I noticed you didn't bother with any of my points and that's because you NEVER EVEN READ the other posts! If you had, you would know that the OP was never expected to discontinue all contact with the child. She was supposed to be gradually distancing herself from the child over the past few weeks while Faith grew accustomed to her new home. Instead, she still calls her repeatedly and now wants to call the judge for advice on getting Faith back. I'm not going to copy and paste for you so just send your vitual hugs to her and help her steal that woman's daughter if that makes you feel better about yourself.

Funny, I would have thought someone with the accused child abuse history you claim to have would have more sympathy for a parent who made a mistake and is trying to set things right. Or have you cast yourself as Mother of the Year now too?
Yep, I was a nasty person, and made some nasty posts. You got me there! Oh wait....I admitted that already!
I don't think I'm Mother of the Year--but like most mothers I try to do the best I can.
And let's clear one thing up: A neighbors call to 911 is not necessarily an accusation of child abuse. Keep in mind the neighbors were aware that my estranged husband was abusive and had been arrested for domestic assault. I choose to give my neighbors the benefit of the doubt and think that they were acting out of concern for me and the children.

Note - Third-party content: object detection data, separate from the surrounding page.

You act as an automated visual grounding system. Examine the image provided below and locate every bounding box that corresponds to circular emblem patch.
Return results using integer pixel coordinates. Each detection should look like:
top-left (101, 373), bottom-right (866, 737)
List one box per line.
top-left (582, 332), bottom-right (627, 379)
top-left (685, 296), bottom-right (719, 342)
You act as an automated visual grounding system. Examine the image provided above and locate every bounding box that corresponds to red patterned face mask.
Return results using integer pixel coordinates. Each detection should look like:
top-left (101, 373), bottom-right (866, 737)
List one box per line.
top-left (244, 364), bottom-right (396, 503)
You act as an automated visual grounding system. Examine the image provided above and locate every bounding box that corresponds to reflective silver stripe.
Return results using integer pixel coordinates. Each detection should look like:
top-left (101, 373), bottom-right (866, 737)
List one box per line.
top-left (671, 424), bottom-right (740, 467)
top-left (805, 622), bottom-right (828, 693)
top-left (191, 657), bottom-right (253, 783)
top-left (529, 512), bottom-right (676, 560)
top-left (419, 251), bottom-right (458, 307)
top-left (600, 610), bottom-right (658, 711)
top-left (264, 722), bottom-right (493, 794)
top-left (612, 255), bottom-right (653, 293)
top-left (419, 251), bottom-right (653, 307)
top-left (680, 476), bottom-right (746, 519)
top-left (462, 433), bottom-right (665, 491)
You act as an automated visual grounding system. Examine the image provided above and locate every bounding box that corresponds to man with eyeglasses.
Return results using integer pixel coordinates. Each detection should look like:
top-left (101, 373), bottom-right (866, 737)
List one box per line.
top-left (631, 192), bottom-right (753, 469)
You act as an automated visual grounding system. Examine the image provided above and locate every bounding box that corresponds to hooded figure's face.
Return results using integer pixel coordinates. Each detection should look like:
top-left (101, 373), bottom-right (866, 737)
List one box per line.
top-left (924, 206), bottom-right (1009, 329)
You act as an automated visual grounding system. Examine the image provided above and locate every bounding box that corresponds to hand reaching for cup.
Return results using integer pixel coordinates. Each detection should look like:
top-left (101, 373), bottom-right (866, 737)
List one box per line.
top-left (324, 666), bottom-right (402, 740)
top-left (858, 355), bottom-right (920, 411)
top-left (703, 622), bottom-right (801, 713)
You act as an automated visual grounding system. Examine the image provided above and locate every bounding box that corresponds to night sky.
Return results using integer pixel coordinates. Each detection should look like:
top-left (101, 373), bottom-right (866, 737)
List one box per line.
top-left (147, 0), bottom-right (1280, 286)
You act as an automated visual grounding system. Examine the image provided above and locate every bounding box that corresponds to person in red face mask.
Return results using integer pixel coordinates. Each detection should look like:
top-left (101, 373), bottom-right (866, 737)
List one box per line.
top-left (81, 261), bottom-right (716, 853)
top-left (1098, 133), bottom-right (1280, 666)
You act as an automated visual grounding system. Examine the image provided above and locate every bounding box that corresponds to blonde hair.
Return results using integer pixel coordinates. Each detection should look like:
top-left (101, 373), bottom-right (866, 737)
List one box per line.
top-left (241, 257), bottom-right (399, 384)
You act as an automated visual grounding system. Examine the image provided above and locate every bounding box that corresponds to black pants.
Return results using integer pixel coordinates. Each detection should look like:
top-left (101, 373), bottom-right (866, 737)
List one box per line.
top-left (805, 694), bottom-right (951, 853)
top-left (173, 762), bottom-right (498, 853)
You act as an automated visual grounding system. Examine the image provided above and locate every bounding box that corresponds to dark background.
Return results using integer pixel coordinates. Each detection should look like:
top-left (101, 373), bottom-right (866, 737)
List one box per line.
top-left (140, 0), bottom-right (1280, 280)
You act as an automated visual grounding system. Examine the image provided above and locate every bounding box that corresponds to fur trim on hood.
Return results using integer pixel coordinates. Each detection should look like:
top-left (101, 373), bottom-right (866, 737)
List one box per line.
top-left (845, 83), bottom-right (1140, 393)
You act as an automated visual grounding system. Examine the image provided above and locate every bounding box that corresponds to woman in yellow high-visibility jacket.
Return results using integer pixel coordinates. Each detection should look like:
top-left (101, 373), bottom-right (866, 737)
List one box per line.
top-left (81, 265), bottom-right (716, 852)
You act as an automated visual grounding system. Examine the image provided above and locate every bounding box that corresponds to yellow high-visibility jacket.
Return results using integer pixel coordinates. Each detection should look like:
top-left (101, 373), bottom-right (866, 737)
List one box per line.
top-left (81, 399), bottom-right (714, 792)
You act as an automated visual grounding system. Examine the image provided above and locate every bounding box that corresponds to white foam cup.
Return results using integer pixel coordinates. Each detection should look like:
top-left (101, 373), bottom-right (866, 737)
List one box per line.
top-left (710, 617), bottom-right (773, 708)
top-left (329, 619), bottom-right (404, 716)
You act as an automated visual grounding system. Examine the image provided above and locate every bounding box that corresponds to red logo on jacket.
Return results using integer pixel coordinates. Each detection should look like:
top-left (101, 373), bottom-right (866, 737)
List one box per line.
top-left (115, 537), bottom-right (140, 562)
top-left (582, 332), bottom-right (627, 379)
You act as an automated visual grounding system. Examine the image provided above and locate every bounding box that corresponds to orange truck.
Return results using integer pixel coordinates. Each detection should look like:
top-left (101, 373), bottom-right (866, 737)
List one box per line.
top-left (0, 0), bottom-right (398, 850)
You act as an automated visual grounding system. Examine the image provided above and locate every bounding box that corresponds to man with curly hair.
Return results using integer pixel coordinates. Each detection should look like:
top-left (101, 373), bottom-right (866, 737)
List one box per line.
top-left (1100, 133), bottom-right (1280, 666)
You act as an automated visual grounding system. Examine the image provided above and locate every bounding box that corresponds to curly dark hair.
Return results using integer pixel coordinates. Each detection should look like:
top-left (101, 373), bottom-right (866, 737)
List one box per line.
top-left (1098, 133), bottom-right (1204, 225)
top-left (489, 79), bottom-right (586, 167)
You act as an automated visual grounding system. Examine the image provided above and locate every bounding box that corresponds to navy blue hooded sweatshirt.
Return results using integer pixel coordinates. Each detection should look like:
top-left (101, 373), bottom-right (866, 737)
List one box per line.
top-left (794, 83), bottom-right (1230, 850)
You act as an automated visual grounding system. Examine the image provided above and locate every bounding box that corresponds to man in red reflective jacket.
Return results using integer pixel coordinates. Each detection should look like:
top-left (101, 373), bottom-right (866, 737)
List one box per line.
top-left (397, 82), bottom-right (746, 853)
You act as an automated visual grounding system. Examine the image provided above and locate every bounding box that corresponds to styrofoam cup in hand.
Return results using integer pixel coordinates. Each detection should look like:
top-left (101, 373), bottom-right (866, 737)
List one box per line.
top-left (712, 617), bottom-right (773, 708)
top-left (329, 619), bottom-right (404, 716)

Again, none of us were privy to what the court said initially, or any time thereafter. Nevertheless, Melissa WAS this child's parent for 3 years. It's only natural to be distraught and upset at the current situation. There really is no need to be nasty and mean. Melissa's concern is the child, because if the mother lost or voluntarily gave up custody once there had to be a reason! Any caring adult would be concerned that the bio-mother hasn't gotten her act together. And your whole "have your own child, quit trying to steal someone else's" is just hateful beyond words.